With the holidays upon us, and the election going on hold, it’s bonus time for Bay Street CEOs of both the Liberal and Conservative persuasion.
But it’s bogus time for too many of us. The National Anti-Poverty Organization (NAPO), estimates that 4.7 million Canadians live in poverty today, including one in six children (15.6 per cent). More than 50 per cent of female lone parents are poor.
Ed Broadbent, the veteran NDP MP, retires from Parliament next month. He’ll leave public life disappointed that successive Liberal governments have failed to adopt a real poverty reduction strategy. Despite all-party agreement to his 1989 resolution to end child poverty by the year 2000, his dream to see child poverty ended in Canada remains just that – a dream.
The growing gap between rich and poor is also a racialized one, and politicians have known this for years. Much higher rates of poverty face Aboriginal peoples, recent immigrants and persons with disabilities. An estimated 1.2 million youth are living in poverty and are in danger of falling into a life-long poverty trap.
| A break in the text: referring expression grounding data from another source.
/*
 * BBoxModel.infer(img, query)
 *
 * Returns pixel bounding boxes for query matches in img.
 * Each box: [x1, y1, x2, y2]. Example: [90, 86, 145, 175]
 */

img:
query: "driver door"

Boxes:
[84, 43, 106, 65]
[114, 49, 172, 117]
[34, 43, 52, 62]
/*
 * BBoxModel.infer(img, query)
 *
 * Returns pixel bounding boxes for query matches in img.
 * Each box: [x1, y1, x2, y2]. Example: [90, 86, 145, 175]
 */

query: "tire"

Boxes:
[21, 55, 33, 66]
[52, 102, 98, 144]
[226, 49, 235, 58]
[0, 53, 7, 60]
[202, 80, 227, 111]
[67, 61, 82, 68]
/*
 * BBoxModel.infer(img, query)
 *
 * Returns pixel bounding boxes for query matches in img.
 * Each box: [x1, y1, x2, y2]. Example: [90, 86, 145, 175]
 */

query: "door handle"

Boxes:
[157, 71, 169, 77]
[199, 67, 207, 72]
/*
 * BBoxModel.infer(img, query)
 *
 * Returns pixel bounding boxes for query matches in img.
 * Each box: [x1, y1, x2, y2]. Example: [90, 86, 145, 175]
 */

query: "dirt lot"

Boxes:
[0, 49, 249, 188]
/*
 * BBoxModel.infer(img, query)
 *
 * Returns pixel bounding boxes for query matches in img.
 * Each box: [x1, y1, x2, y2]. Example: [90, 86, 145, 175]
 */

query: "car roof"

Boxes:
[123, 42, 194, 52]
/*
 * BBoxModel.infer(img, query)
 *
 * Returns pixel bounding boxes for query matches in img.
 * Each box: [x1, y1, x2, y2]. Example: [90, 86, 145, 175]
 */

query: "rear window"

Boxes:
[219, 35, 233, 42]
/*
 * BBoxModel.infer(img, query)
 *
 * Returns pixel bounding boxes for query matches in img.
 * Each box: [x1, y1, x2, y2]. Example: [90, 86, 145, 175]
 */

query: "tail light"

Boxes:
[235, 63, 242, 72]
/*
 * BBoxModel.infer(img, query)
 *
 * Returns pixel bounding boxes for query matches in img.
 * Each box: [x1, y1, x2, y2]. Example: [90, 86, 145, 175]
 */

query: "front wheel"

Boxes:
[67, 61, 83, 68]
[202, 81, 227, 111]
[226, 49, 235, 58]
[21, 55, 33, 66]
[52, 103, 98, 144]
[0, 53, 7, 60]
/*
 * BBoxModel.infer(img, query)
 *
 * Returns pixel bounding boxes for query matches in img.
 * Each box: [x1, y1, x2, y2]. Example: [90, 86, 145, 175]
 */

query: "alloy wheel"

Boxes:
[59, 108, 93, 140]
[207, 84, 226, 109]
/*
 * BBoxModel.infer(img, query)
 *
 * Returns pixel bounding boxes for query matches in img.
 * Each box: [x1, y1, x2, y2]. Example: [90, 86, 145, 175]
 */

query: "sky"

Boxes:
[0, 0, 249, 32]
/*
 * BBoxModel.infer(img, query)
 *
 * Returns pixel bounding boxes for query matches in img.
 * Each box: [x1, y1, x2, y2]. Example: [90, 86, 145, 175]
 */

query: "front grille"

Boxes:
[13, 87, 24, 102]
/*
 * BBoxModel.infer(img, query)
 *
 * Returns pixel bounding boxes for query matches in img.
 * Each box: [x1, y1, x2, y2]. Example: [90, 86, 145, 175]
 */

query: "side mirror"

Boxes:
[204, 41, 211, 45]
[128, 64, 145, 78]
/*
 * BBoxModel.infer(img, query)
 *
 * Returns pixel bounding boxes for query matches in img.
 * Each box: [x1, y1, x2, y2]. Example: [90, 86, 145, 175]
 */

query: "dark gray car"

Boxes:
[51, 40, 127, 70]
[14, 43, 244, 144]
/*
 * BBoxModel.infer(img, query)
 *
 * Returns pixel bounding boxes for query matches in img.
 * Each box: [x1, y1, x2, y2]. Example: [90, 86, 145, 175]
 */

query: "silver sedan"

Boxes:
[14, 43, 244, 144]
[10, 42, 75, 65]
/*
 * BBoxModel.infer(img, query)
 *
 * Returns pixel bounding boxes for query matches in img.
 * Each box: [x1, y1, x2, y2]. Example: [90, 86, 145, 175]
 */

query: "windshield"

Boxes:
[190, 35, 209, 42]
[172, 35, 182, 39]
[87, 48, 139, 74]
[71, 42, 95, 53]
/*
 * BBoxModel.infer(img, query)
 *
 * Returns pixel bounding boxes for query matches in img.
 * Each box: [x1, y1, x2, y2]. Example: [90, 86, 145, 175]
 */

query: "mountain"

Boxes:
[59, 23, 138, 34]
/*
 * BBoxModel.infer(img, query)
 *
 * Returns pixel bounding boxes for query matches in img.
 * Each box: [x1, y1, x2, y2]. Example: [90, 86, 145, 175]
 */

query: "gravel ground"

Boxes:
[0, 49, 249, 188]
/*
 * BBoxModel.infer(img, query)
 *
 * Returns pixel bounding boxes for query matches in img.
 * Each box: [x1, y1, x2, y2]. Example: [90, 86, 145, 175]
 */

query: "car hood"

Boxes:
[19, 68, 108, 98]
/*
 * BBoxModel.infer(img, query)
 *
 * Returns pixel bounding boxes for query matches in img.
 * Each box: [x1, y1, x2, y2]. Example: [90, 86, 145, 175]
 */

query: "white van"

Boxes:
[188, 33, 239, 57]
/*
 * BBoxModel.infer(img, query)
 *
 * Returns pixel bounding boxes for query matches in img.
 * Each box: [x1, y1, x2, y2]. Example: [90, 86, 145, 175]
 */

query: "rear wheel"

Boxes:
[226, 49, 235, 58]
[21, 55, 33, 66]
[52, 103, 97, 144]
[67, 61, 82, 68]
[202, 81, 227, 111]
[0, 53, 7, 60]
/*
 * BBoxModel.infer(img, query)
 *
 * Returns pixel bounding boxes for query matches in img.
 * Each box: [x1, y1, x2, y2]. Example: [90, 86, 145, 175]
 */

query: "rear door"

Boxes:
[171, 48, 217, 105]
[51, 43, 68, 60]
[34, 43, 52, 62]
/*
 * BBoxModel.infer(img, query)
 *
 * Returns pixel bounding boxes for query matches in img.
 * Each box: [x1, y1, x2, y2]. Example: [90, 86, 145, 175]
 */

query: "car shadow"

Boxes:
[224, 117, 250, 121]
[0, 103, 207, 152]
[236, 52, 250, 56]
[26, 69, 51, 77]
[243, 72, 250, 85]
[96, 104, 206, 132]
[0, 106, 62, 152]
The gap between rich and poor is increasing yet the Liberals or the Conservatives refuse to tackle it.
We need a multi-faceted comprehensive strategy to end poverty in Canada. Such a strategy would improve the lives of marginalized groups by setting the federal minimum wage at $10 an hour and indexing it to the cost of living.
It would improve the EI system by reducing qualifying hours to 360 and increasing benefits. It would provide targeted employment and training programs for marginalized youth. It would increase the Canada Social Transfer to $10 billion over the next three years supported by accountability and welfare rights legislation. It would also reduce students’ fees for post-secondary education.
We need to make poverty history both domestically and internationally. Canada’s overseas development assistance funding is still below par in comparison to many European countries.
The Martin Liberals have yet to reach the target of 0.7 per cent of gross national income (GNI), a commitment that was first made many years ago. The Canadian Council for International Cooperation reminded the government of its committment [PDF download] to a 15 per cent increase in aid until the year 2015, which would bring Canada to the 0.7 per cent target.
The NDP budget bill in the spring of 2005 added $250 million in development assistance for the 2006/07 year. The federal government would only have to add an extra $5 million next year and $300 million in 2007/08 to get on track. This is a fraction of the amounts promised in corporate tax cuts (another bonus for Bay Street).
The Liberals’ record on poverty is clear. They keep it going. And the Conservatives’ policies would only increase it. If either party were actually inclined to resolve to make poverty history, let’s hope it is a resolution that would be kept.
Supposedly, the spirit of the season is one of giving. Time then for the Liberals to give a damn about poverty, or for voters to give them the boot on Jan. 23.